Re: Bad Form: Companies Still Send Passwords via Email

Frans — Mon, 11 Feb 2008 21:52:08 -0000

Thanks Jim. Jason made it sound like you would get your original password send to you when you retrieve it.

Re: Bad Form: Companies Still Send Passwords via Email

bobcaswell — Mon, 11 Feb 2008 21:47:17 -0000

Jim-

Thanks for the details! You've taken away about 30% of my original concern. :-)

Re: Bad Form: Companies Still Send Passwords via Email

David — Mon, 11 Feb 2008 21:03:44 -0000

I tend to use a single strong password for stuff involving my money (including my email b/c stuff involving my money goes there). For things like mahalo, etc. I use the same password convention for each site, but not the same password. It makes it easy enough to remember without giving away the store.

Re: Bad Form: Companies Still Send Passwords via Email

Jim R. Wilson — Mon, 11 Feb 2008 20:11:19 -0000

I'd like to draw a distinction between /sending/ a plaintext password and /storing/ a plaintext password.
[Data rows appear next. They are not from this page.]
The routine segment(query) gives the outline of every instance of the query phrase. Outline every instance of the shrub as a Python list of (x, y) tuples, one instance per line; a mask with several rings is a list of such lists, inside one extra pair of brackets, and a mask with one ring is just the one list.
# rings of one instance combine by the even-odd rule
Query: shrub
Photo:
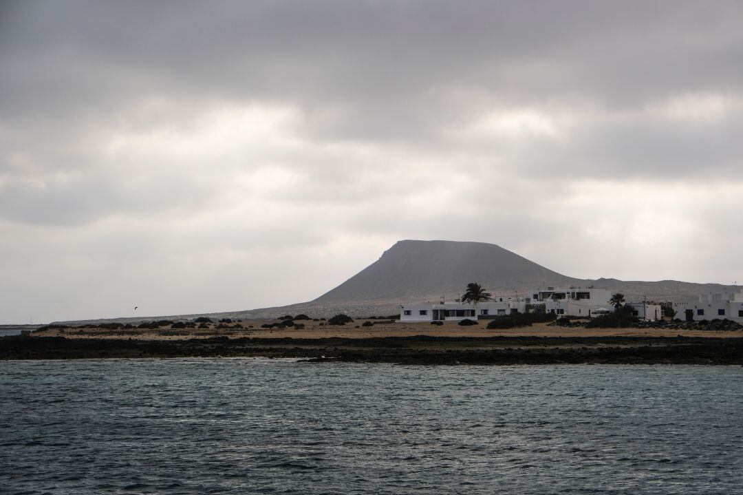
[(623, 306), (614, 313), (603, 314), (585, 323), (586, 329), (626, 329), (634, 326), (640, 319), (632, 314), (630, 306)]
[(328, 325), (345, 325), (346, 323), (353, 323), (353, 321), (354, 321), (353, 318), (351, 318), (351, 317), (349, 317), (349, 316), (348, 316), (346, 314), (343, 314), (343, 313), (341, 313), (340, 314), (336, 314), (332, 318), (330, 318), (328, 320)]
[(487, 329), (513, 329), (520, 326), (531, 326), (533, 323), (552, 321), (555, 315), (552, 313), (515, 313), (496, 317), (487, 324)]

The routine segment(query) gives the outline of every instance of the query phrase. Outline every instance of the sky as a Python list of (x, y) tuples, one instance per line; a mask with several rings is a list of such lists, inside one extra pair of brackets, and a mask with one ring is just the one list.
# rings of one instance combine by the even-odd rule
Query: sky
[(743, 282), (742, 19), (0, 0), (0, 323), (304, 302), (405, 239)]

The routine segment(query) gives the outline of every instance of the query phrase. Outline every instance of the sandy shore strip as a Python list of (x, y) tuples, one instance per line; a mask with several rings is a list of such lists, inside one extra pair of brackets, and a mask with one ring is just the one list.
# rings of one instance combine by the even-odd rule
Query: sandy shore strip
[[(363, 326), (365, 322), (372, 326)], [(68, 339), (135, 339), (143, 340), (178, 340), (186, 339), (227, 337), (228, 338), (259, 339), (325, 339), (340, 337), (344, 339), (369, 339), (387, 337), (699, 337), (730, 338), (743, 337), (743, 330), (733, 331), (714, 331), (706, 330), (684, 330), (681, 329), (585, 329), (582, 327), (550, 326), (548, 323), (534, 323), (532, 326), (508, 329), (488, 330), (487, 322), (473, 326), (460, 326), (455, 322), (446, 322), (442, 326), (429, 323), (388, 323), (375, 320), (357, 320), (344, 326), (328, 325), (325, 322), (302, 321), (305, 328), (295, 329), (262, 329), (265, 320), (243, 321), (239, 323), (223, 325), (208, 323), (207, 328), (172, 329), (163, 327), (152, 329), (103, 329), (103, 328), (57, 328), (52, 327), (31, 334), (31, 337), (65, 337)], [(299, 322), (298, 322), (299, 323)], [(238, 328), (239, 324), (243, 328)]]

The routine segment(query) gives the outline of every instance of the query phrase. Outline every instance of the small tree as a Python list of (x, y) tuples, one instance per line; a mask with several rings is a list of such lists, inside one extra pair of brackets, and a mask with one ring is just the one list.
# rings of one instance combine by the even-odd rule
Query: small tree
[(489, 301), (493, 299), (490, 292), (485, 292), (485, 288), (480, 285), (480, 284), (470, 282), (467, 285), (467, 289), (464, 291), (464, 295), (462, 296), (462, 302), (472, 302), (475, 309), (474, 311), (476, 314), (473, 316), (477, 316), (477, 303), (480, 301)]
[(609, 300), (609, 303), (614, 306), (614, 309), (619, 309), (624, 305), (624, 294), (617, 292), (611, 296), (611, 299)]
[(490, 292), (485, 292), (484, 288), (480, 284), (472, 282), (467, 285), (467, 290), (464, 291), (464, 295), (462, 296), (462, 302), (477, 304), (481, 301), (489, 301), (491, 299), (493, 299), (493, 296)]

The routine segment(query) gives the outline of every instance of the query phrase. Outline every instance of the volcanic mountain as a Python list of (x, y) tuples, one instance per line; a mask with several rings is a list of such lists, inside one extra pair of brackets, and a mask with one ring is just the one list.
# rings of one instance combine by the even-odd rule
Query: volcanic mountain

Mahalo sends the plaintext password in the account confirmation email, which is available to the script at form-submission time. The password is actually stored salted and hashed according to accepted storage practices.

There is no way for an insider or attacker to recover a password from the system short of brute-forcing one password at a time. The applied salt makes rainbow-table attacks unfeasible.

The credential storage mechanism is part of the underlying MediaWiki infrastructure (same technology which runs Wikipedia), is open-source, and we have not altered it.

-- Jim R. Wilson (Software Engineer for Mahalo.com)

Re: Bad Form: Companies Still Send Passwords via Email

Mike Koss — Mon, 11 Feb 2008 15:19:53 -0000

I agree, what Mahalo is doing is NOT a best practice. Web sites should:

a) Never stored your password in the clear (just a hash of the password than can be used to verify login).
b) Never send a password in email or display it on any web page.
c) The user password should only ever be sent over an SSL (secure) connection when logging in (WiFi connections are too easy to sniff).
d) Provide a "Reset Password" page so people can get a link sent to their email account to re-create a forgotten password.